That being so, he sneered at everything pertaining to Lamar. The town was dirtier than it had been when he and his force sallied against Lakin. It smelled of horse manure. Normally, that smell bothered him not in the least: he was a cavalryman, after all. There wasn’t a town in the United States that didn’t smell of horse manure nowadays, either. Auerbach was determined not to let facts get between him and his anger.

One thing Lamar did boast was a goodly number of watering holes. What they served these days was moonshine, liquor so raw it would have made better disinfectant than booze. No one who drank it complained, not with nothing better available.

Auerbach would not have imagined a small town like Lamar could hold surprises, but he was proved wrong about that. Coming out of one of the local watering holes was a cavalry trooper who filled a uniform in ways the Quartermaster General’s Office never would have imagined before the Lizards landed.

Seeing him, the trooper snapped to attention. “Captain Auerbach!” she said.

“At ease, Private,” Rance answered. “We’re both off duty right this minute.” He shook his head in bemusement. “And since we are off duty, do you mind if I still call you Rachel?”

“No, sir, not at all,” Rachel Hines answered, smiling.

Auerbach shook his head again. He could have picked her up with one hand, but somehow she still looked like a cavalry trooper, even if she wasn’t exactly a cavalryman. She lacked the devil-may-care relish for danger some of his men had, but she didn’t look as if she’d flinch from it, and she did look as if she wouldn’t lose her head while it was going on. But all of those things, in a way, were beside the point. He came to the point: “How the devil did you talk Colonel Nordenskold into letting you enlist?”
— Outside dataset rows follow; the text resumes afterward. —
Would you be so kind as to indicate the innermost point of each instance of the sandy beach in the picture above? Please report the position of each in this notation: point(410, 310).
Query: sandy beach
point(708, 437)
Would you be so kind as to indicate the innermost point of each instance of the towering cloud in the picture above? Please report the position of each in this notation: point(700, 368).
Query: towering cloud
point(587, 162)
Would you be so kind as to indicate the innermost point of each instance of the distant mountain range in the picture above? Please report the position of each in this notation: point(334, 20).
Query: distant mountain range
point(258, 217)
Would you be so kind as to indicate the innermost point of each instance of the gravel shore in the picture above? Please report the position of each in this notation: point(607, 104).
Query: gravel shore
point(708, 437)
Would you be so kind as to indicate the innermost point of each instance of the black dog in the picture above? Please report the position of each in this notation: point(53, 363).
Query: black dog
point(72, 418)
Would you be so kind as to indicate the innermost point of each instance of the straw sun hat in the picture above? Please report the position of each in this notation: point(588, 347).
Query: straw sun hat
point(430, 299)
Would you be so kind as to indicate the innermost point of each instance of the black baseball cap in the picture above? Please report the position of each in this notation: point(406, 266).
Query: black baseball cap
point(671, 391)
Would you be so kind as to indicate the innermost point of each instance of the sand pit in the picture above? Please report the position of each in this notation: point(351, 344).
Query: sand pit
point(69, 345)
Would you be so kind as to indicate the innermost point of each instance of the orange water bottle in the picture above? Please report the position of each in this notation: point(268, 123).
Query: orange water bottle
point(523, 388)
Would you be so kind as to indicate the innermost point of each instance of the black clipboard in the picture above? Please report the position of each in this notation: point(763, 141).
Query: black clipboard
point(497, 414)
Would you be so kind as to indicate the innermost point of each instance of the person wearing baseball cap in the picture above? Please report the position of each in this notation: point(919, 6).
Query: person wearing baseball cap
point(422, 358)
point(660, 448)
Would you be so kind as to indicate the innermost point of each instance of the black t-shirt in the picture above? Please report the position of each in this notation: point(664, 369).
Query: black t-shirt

She smiled again. “You promise you won’t tell anybody else?” When Auerbach nodded, she lowered her voice and went on, “He tried putting his hand where it didn’t belong, and I told him that if he did it again I’d kick him right in the nuts-if he had any, that is.”

Auerbach knew he was gaping, but couldn’t help it. That wasn’t the way he’d imagined Rachel Hines persuading the colonel to sign her up: just the opposite, in fact. If she’d been smart enough to study the ground and change her plan of attack after she saw that a blatant come-on hadn’t worked with Auerbach, she had more brains than he’d figured. “My hat’s off to you,” he said, and fit action to word. “It took a little more than that, though, didn’t it?”

“I showed him I could ride, I showed him I could shoot, I showed him I could shut up and take orders,” she answered. “He was looking for people who could do those things, and we’re so short of the ones who can that he didn’t much care if I had to go at my uniform with scissors and needle and thread before it’d fit right.”

He looked her up and down. “If you don’t mind my saying so-if it won’t make you kick like a bronc-it fits you just fine.”

“Captain, you can say whatever you please,” she answered. “You got me out of Lakin, out from under the Lizards’ thumbs. I owe you more than I can figure out how to pay you back for that.”

Back when she’d offered him a roll in the hay to get what she wanted, he hadn’t been interested. Now he was-now she sounded interested in him as a person, not a stepping stone. But if she was bound and determined to be a soldier, she’d be a hell of a lot better off not going to bed with an officer. If women were going to fight, the fewer the rules that got bent out of shape, the better for everybody, women and men.

Instead of making any suggestions, then, Auerbach asked, “How’s Penny getting along these days? I hadn’t seen you since I came back here, and I haven’t seen her, either.”

Rachel Hines’ sunny face clouded. “She’s not so good, Captain. She’s moved to a room in the rooming house off the street here, and she mostly just stays in it. Even when she does come out, it’s almost like you’re watching a ghost, not a real person, if you know what I mean. Like she’s here but not quite really all here.”

“That’s what I saw before,” Auerbach said glumly. “I was hoping she’d started to snap out of it by now.”

“Me, too,” Rachel said. “She was so much fun to be with when we were in high school together.” She came to an abrupt halt. Nothing much was left of the Kearny County Consolidated High School, not after the Lizards set up their local base there, the Americans drove them out of it, and then they came back and pushed the Americans back toward the Kansas-Colorado line.

As he had before, Rance wondered what would happen to the generation of kids whose schooling the Lizards had interrupted. Even if mankind won, making up for lost time wouldn’t be easy. If the Lizards won, odds were that nobody would have an education ever again.